HU am Turn OOP ohne Initiative mit SD-Value

    • Keiji
      Keiji
      Bronze
      Dabei seit: 15.01.2007 Beiträge: 2.372
      Ich habe sehr viel Mühe in Situationen, wo ich SD-Value habe und HU am Turn OOP ohne Initiative stehe. Logischerweise ist das oftmals mit Händen wie Ax im BB verbunden. Kenne auch nicht die benötigte equity zum callen. Kann mir jemand ein paar Tipps geben. Gerne auch die mathematische herangehensweise, wenn man die Range des Gegners kennt und man herausfinden möchte ob man hier profitabel zum SD gehen kann. ich weiss, dieses Thema wird in den Platinartikeln behandelt. allerdings spiele ich hauptsächlich auf Stars, wo ich leider nicht getrackt bin. Könnt ihr mir trotzdem helfen?

      Ich hab bis jetzt die benötigte Equity immer so gerechnet, wenn man am turn gecheckt hat und villain bettet:

      (Kosten bis zum SD)/(Gesamtpot am SD) => 2 BB/(Aktueller Pot + 2BB von mir und 1BB von Villain). Das ist aber ziemlich ungenau, weil man davonausgeht, dass Villain am River mit seiner gesamten Range nochmal barrelt, was er mit Sicherheit nicht macht.
  • 1 Antwort
    • cjheigl
      cjheigl
      Moderator
      Moderator
      Dabei seit: 09.04.2006 Beiträge: 24.496
      Deine Rechnung ist die Rechnung für einen Calldown, wobei du vom besten Fall ausgehst, nämlich dass der Gegner auch alle seine schlechteren Hände auf dem River noch mal bettet. Die pessimistische Annahme wäre, dass er den River perfekt spielt, d.h. nur noch bettet, wenn er vorne liegt, du aber trotzdem den River callen musst.

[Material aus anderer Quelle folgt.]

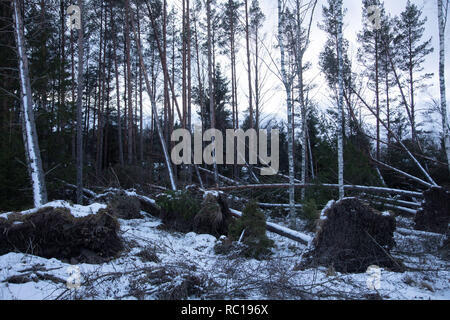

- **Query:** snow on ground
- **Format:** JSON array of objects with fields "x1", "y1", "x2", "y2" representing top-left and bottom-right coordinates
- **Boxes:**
[
  {"x1": 0, "y1": 202, "x2": 450, "y2": 300},
  {"x1": 0, "y1": 200, "x2": 106, "y2": 219}
]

Dann ändert sich der EV zu:

      Equity(pessimistisch) = 2 BB / aktueller Pot

      bzw. wenn man von preflop raise/call, Flop contibet/call ausgeht zu:

      Equity(pessimistisch) = 2 BB / (2,25 + 1 + 2) BB = 38%

      Zum Vergleich der optimistische Fall:

      Equity(optimistisch) = 2 BB/ (2,25 + 2*2,5) BB = 27,6%

      Die Wahrheit wird wie so oft in der Mitte liegen. Es hilft natürlich, wenn man etwas über das Riverspiel des Gegners weisst, wenn du zweimal check/callst. Je nach Board ist es mehr oder weniger offensichtlich, dass du über etwas Showdownvalue verfügst, aber nicht genug, um aggressiv zu spielen. Das bedeutet, check/call auf dem Turn ist nicht gut ausbalanciert. Das lässt sich schlecht ändern. Du kannst nur den Check balancieren, in dem du auch mal checkraise Turn spielst. Das wirst du dann selten mit einem unverbesserten Ass machen, sondern vor allem mit made Händen, Draws und eventuell Trash.

      Das schwierige an einem check/call auf dem Turn ist eigentlich nicht der Turncall, sondern das folgende Spiel auf dem River. Durch deine Linie ist ziemlich klar, dass du eine marginale Hand hast, was bedeutet, dass der Gegner dich auf dem River sehr gut dünn valuebetten kann. Dagegen gibt es zwei mögliche Konter:

      Du triffst ein Out. Outs gehören zu deiner Equity, aber das kommt nicht so oft vor, da du meistens nicht viele Outs hast. Viele Outs hättest du zu einem früheren Zeitpunkt meistens aggressiv gespielt. Mit dem getroffenen Out kannst du dir überlegen, ob du den River donkst oder checkraist.

      Du bluffst ab und zu den River auf geeigneten Boards. Zuerst solltest du testen, wie der Gegner auf Donkbets reagiert, wenn du ein Out triffst, damit du weisst, ob eine Donkbet als Bluff genügt oder ob du zum teuren Checkraise greifen musst. Ich vermute, dass sich ein Checkraise wegen des kleinen Pots kaum lohnt.

      Andere Möglichkeiten: checkraise Flop mit unverbessertem Ass. Speziell auf niedrigen oder gepaarten Boards gegen einen Stealraise aus dem Button kann das eine gute Strategie, sein, weil du tatsächlich oft die bessere Hand hast, vor allem mit mittlerem Kicker oder besser. Das ist kein Bluffraise, sondern ein Valueraise.